In [3]:
import torch
import numpy as np
import pandas as pd

from tqdm.notebook import tqdm
import IPython.display as ipd
import matplotlib.pyplot as plt
import plotly.express as px

from texts import test_text, poem_texts
from utils import inference

device = 'cuda:1'
SAMPLE_RATE = 22050

# Generation of test samples

## Generating hard long samples

In [None]:
for text in poem_texts:
    audio = inference(text, speed=1.0)
    ipd.display(ipd.Audio(audio[0, 0, 0]), rate=SAMPLE_RATE)

## Generating sample with different speed

In [None]:
for speed in [0.7, 1.0, 1.3]:
    audio = inference(test_text, speed=speed)
    ipd.display(ipd.Audio(audio[0, 0, 0]), rate=SAMPLE_RATE)

# Quality estimation

## Loading Mean Opinion Score (MOS) estimator
MOS - metric for audio quality estimation, range is between [0-5] 0 - Bad quality, 5 - Perfect quality.
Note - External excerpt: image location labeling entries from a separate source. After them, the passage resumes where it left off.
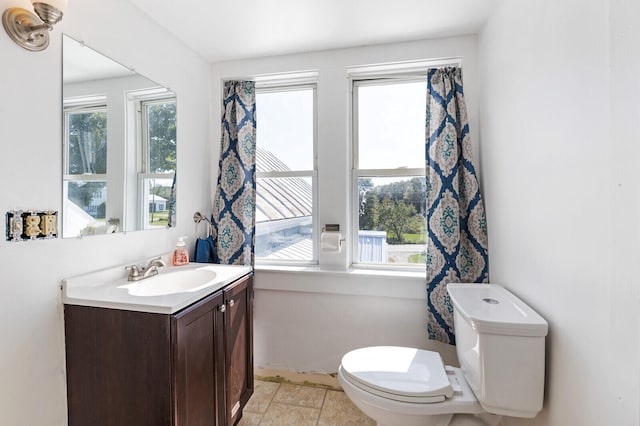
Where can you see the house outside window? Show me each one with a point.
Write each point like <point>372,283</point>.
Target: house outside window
<point>388,179</point>
<point>286,225</point>
<point>85,168</point>
<point>157,159</point>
Actually it was trained on English language, but i've found that for other languages it also correlates with quality.
P.S. it is expensive to train on Georgian, from my research i found that for Georgian language greater than 3.5 is already ok using this model.

In [4]:
device = 'cpu'
predictor = torch.hub.load("tarepan/SpeechMOS:v1.2.0", "utmos22_strong", trust_repo=True)
predictor = predictor.to(device)
predictor.eval()
print("MOS estimator Loaded!")

Using cache found in /home/icegas/.cache/torch/hub/tarepan_SpeechMOS_v1.2.0





Loading test text phrases

In [5]:
with open('test_texts.txt', 'r') as f:
    texts = f.readlines()

1. Estimation of mos scores for each sample
2. Plotting histogram for scores

In [None]:
moses = []
for t in texts:
    #estimation with normal speed
    audio = inference(t, speed=1.0)
    moses.append(
        torch.from_numpy(
            audio[0][0, 0]
        )
    )

In [None]:
fig = px.histogram(x=moses)
fig.show()

# Performance analysis

1. Creating dataframe for 32, 64, 256, 512 characters
2. Adding results for cpu and gpu (i9 and RTX 4090 (24GB))
3. Plotting results

In [None]:
from time import time
df = {
    'device' : [], 
    'number of characters' : [], 
    'inference time' : [],
    'duration in seconds' : []
}
#Number of experiments for each 
#number of characters
run_samples = 100
character_sizes = [32, 64, 256, 512]
text = poem_texts[0]

for device in ['cpu', 'cuda:1']:
    for ch_size in tqdm(character_sizes):
        input_text = text[:ch_size]

        for _ in range(run_samples):
            t = time()
            audio = inference(input_text, speed=1.0)
            dt = time() - t

            df['device'].append(device)
            df['number of characters'].append(ch_size)
            df['inference time'].append(dt)
            df['duration in seconds'].append(
                audio.shape[-1] / SAMPLE_RATE
            )
df = pd.DataFrame(df)
df.head(2)

In [None]:
fig = px.box(df, x='number of characters', y='inference time', color='device')
fig.show()
fig = px.box(df, x='duration in seconds', y='inference time', color='device')
fig.show()